From mboxrd@z Thu Jan  1 00:00:00 1970
Return-Path: <xfs-bounces@oss.sgi.com>
Received: from relay.sgi.com (relay3.corp.sgi.com [198.149.34.15])
	by oss.sgi.com (Postfix) with ESMTP id DB06B7F5A
	for <xfs@oss.sgi.com>; Tue,  1 Dec 2015 13:07:25 -0600 (CST)
Received: from cuda.sgi.com (cuda1.sgi.com [192.48.157.11])
	by relay3.corp.sgi.com (Postfix) with ESMTP id 795EDAC004
	for <xfs@oss.sgi.com>; Tue,  1 Dec 2015 11:07:25 -0800 (PST)
Received: from mail-wm0-f51.google.com (mail-wm0-f51.google.com
	[74.125.82.51]) by cuda.sgi.com with ESMTP id FIhuGRpNzkGUwtV0
	(version=TLSv1.2 cipher=ECDHE-RSA-AES128-GCM-SHA256 bits=128
	verify=NO) for <xfs@oss.sgi.com>;
	Tue, 01 Dec 2015 11:07:18 -0800 (PST)
Received: by wmec201 with SMTP id c201so27563475wme.1
	for <xfs@oss.sgi.com>; Tue, 01 Dec 2015 11:07:17 -0800 (PST)
Subject: Re: sleeps and waits during io_submit
References: <20151130161438.GD24765@bfoster.bfoster>
	<565D639F.8070403@scylladb.com>
	<20151201131114.GA26129@bfoster.bfoster>
	<565DA784.5080003@scylladb.com>
	<20151201145631.GD26129@bfoster.bfoster>
	<565DBB3E.2010308@scylladb.com>
	<20151201160133.GE26129@bfoster.bfoster>
	<565DC613.4090608@scylladb.com>
	<20151201162958.GF26129@bfoster.bfoster>
	<565DD449.5090101@scylladb.com> <20151201180321.GA4762@redhat.com>
From: Avi Kivity <avi@scylladb.com>
Message-ID: <565DEFE2.2000308@scylladb.com>
Date: Tue, 1 Dec 2015 21:07:14 +0200
MIME-Version: 1.0
In-Reply-To: <20151201180321.GA4762@redhat.com>
List-Id: XFS Filesystem from SGI <xfs.oss.sgi.com>
List-Unsubscribe: <http://oss.sgi.com/mailman/options/xfs>,
	<mailto:xfs-request@oss.sgi.com?subject=unsubscribe>
List-Archive: <http://oss.sgi.com/pipermail/xfs>
List-Post: <mailto:xfs@oss.sgi.com>
List-Help: <mailto:xfs-request@oss.sgi.com?subject=help>
List-Subscribe: <http://oss.sgi.com/mailman/listinfo/xfs>,
	<mailto:xfs-request@oss.sgi.com?subject=subscribe>
Content-Transfer-Encoding: 7bit
Content-Type: text/plain; charset="us-ascii"; Format="flowed"
Errors-To: xfs-bounces@oss.sgi.com
Sender: xfs-bounces@oss.sgi.com
To: Glauber Costa <glauber@scylladb.com>, xfs@oss.sgi.com

On 12/01/2015 08:03 PM, Carlos Maiolino wrote:
> Hi Avi,
>
>>> else is going to execute in our place until this thread can make
>>> progress.
>> For us, nothing else can execute in our place, we usually have exactly one
>> thread per logical core.  So we are heavily dependent on io_submit not
>> sleeping.
>>
>> The case of a contended lock is, to me, less worrying.  It can be reduced by
>> using more allocation groups, which is apparently the shared resource under
>> contention.
>>
> I apologize if I misread your previous comments, but, IIRC you said you can't
> change the directory structure your application is using, and IIRC your
> application does not spread files across several directories.

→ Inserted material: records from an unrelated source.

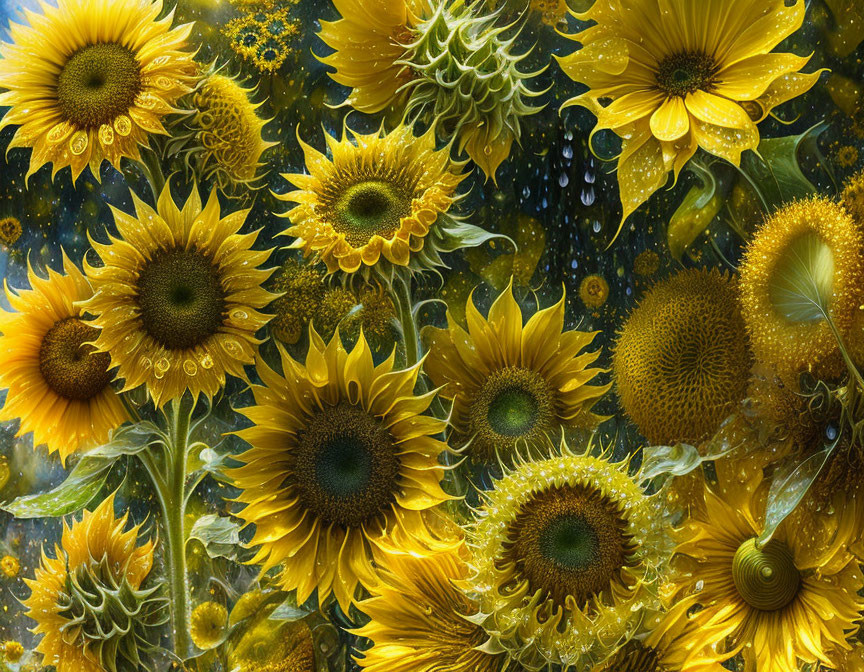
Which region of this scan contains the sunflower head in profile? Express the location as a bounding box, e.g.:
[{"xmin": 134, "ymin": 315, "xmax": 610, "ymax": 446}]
[
  {"xmin": 613, "ymin": 269, "xmax": 752, "ymax": 445},
  {"xmin": 277, "ymin": 121, "xmax": 479, "ymax": 278},
  {"xmin": 23, "ymin": 495, "xmax": 168, "ymax": 672},
  {"xmin": 675, "ymin": 457, "xmax": 864, "ymax": 672},
  {"xmin": 0, "ymin": 252, "xmax": 127, "ymax": 462},
  {"xmin": 740, "ymin": 197, "xmax": 864, "ymax": 389},
  {"xmin": 558, "ymin": 0, "xmax": 822, "ymax": 225},
  {"xmin": 81, "ymin": 185, "xmax": 275, "ymax": 406},
  {"xmin": 0, "ymin": 0, "xmax": 197, "ymax": 180},
  {"xmin": 468, "ymin": 444, "xmax": 672, "ymax": 670},
  {"xmin": 354, "ymin": 546, "xmax": 507, "ymax": 672},
  {"xmin": 425, "ymin": 283, "xmax": 609, "ymax": 463},
  {"xmin": 230, "ymin": 330, "xmax": 460, "ymax": 613}
]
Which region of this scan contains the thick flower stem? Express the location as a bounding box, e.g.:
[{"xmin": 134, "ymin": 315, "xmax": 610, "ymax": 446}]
[{"xmin": 140, "ymin": 397, "xmax": 192, "ymax": 659}]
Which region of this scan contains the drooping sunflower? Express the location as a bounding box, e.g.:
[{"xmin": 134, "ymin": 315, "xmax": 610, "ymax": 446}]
[
  {"xmin": 425, "ymin": 283, "xmax": 609, "ymax": 462},
  {"xmin": 276, "ymin": 126, "xmax": 479, "ymax": 276},
  {"xmin": 740, "ymin": 197, "xmax": 864, "ymax": 386},
  {"xmin": 468, "ymin": 444, "xmax": 672, "ymax": 670},
  {"xmin": 676, "ymin": 458, "xmax": 864, "ymax": 672},
  {"xmin": 558, "ymin": 0, "xmax": 822, "ymax": 226},
  {"xmin": 229, "ymin": 330, "xmax": 460, "ymax": 613},
  {"xmin": 319, "ymin": 0, "xmax": 541, "ymax": 179},
  {"xmin": 81, "ymin": 185, "xmax": 275, "ymax": 406},
  {"xmin": 23, "ymin": 494, "xmax": 167, "ymax": 672},
  {"xmin": 0, "ymin": 0, "xmax": 197, "ymax": 181},
  {"xmin": 191, "ymin": 73, "xmax": 278, "ymax": 191},
  {"xmin": 0, "ymin": 252, "xmax": 127, "ymax": 462},
  {"xmin": 613, "ymin": 269, "xmax": 752, "ymax": 445},
  {"xmin": 354, "ymin": 547, "xmax": 507, "ymax": 672}
]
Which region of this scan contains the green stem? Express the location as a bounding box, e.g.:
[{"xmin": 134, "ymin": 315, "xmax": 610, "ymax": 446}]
[
  {"xmin": 393, "ymin": 276, "xmax": 420, "ymax": 367},
  {"xmin": 139, "ymin": 396, "xmax": 192, "ymax": 659}
]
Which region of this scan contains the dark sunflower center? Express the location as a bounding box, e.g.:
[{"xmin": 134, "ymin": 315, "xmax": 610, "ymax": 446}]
[
  {"xmin": 657, "ymin": 51, "xmax": 717, "ymax": 96},
  {"xmin": 499, "ymin": 485, "xmax": 635, "ymax": 606},
  {"xmin": 292, "ymin": 402, "xmax": 400, "ymax": 527},
  {"xmin": 470, "ymin": 366, "xmax": 555, "ymax": 460},
  {"xmin": 333, "ymin": 179, "xmax": 411, "ymax": 247},
  {"xmin": 39, "ymin": 317, "xmax": 111, "ymax": 401},
  {"xmin": 138, "ymin": 249, "xmax": 225, "ymax": 350},
  {"xmin": 732, "ymin": 539, "xmax": 801, "ymax": 611},
  {"xmin": 57, "ymin": 43, "xmax": 141, "ymax": 128}
]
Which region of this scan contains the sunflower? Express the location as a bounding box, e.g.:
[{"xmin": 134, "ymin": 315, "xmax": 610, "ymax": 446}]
[
  {"xmin": 276, "ymin": 126, "xmax": 466, "ymax": 276},
  {"xmin": 319, "ymin": 0, "xmax": 541, "ymax": 179},
  {"xmin": 613, "ymin": 269, "xmax": 752, "ymax": 445},
  {"xmin": 0, "ymin": 0, "xmax": 197, "ymax": 180},
  {"xmin": 425, "ymin": 283, "xmax": 609, "ymax": 462},
  {"xmin": 81, "ymin": 185, "xmax": 275, "ymax": 406},
  {"xmin": 229, "ymin": 330, "xmax": 460, "ymax": 613},
  {"xmin": 676, "ymin": 448, "xmax": 864, "ymax": 672},
  {"xmin": 740, "ymin": 197, "xmax": 864, "ymax": 389},
  {"xmin": 557, "ymin": 0, "xmax": 822, "ymax": 226},
  {"xmin": 23, "ymin": 494, "xmax": 167, "ymax": 672},
  {"xmin": 468, "ymin": 444, "xmax": 672, "ymax": 670},
  {"xmin": 354, "ymin": 547, "xmax": 506, "ymax": 672},
  {"xmin": 0, "ymin": 252, "xmax": 127, "ymax": 463},
  {"xmin": 191, "ymin": 73, "xmax": 278, "ymax": 190}
]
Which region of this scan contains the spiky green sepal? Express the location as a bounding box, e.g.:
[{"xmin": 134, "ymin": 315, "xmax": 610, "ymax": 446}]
[
  {"xmin": 398, "ymin": 0, "xmax": 543, "ymax": 176},
  {"xmin": 58, "ymin": 556, "xmax": 169, "ymax": 672}
]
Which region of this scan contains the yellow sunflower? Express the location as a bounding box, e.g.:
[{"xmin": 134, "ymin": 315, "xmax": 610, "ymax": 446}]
[
  {"xmin": 558, "ymin": 0, "xmax": 822, "ymax": 226},
  {"xmin": 276, "ymin": 126, "xmax": 466, "ymax": 273},
  {"xmin": 676, "ymin": 457, "xmax": 864, "ymax": 672},
  {"xmin": 81, "ymin": 185, "xmax": 275, "ymax": 406},
  {"xmin": 0, "ymin": 252, "xmax": 127, "ymax": 463},
  {"xmin": 354, "ymin": 547, "xmax": 506, "ymax": 672},
  {"xmin": 468, "ymin": 445, "xmax": 672, "ymax": 670},
  {"xmin": 740, "ymin": 197, "xmax": 864, "ymax": 389},
  {"xmin": 230, "ymin": 330, "xmax": 460, "ymax": 613},
  {"xmin": 425, "ymin": 283, "xmax": 609, "ymax": 462},
  {"xmin": 23, "ymin": 494, "xmax": 166, "ymax": 672},
  {"xmin": 0, "ymin": 0, "xmax": 197, "ymax": 181}
]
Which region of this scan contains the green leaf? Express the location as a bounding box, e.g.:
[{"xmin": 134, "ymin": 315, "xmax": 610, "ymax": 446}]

I miswrote somewhat: the application writes data files and commitlog 
files.  The data file directory structure is fixed due to compatibility 
concerns (it is not a single directory, but some workloads will see most 
access on files in a single directory.  The commitlog directory 
structure is more relaxed, and we can split it to a directory per shard 
(=cpu) or something else.

If worst comes to worst, we'll hack around this and distribute the data 
files into more directories, and provide some hack for compatibility.

> XFS spread files across the allocation groups, based on the directory these
> files are created,

Idea: create the files in some subdirectory, and immediately move them 
to their required location.

>   trying to keep files as close as possible from their
> metadata.

This is pointless for an SSD. Perhaps XFS should randomize the ag on 
nonrotational media instead.


> Directories are spreaded across the AGs in a 'round-robin' way, each
> new directory, will be created in the next allocation group, and, xfs will try
> to allocate the files in the same AG as its parent directory. (Take a look at
> the 'rotorstep' sysctl option for xfs).
>
> So, unless you have the files distributed across enough directories, increasing
> the number of allocation groups may not change the lock contention you're
> facing in this case.
>
> I really don't remember if it has been mentioned already, but if not, it might
> be worth to take this point in consideration.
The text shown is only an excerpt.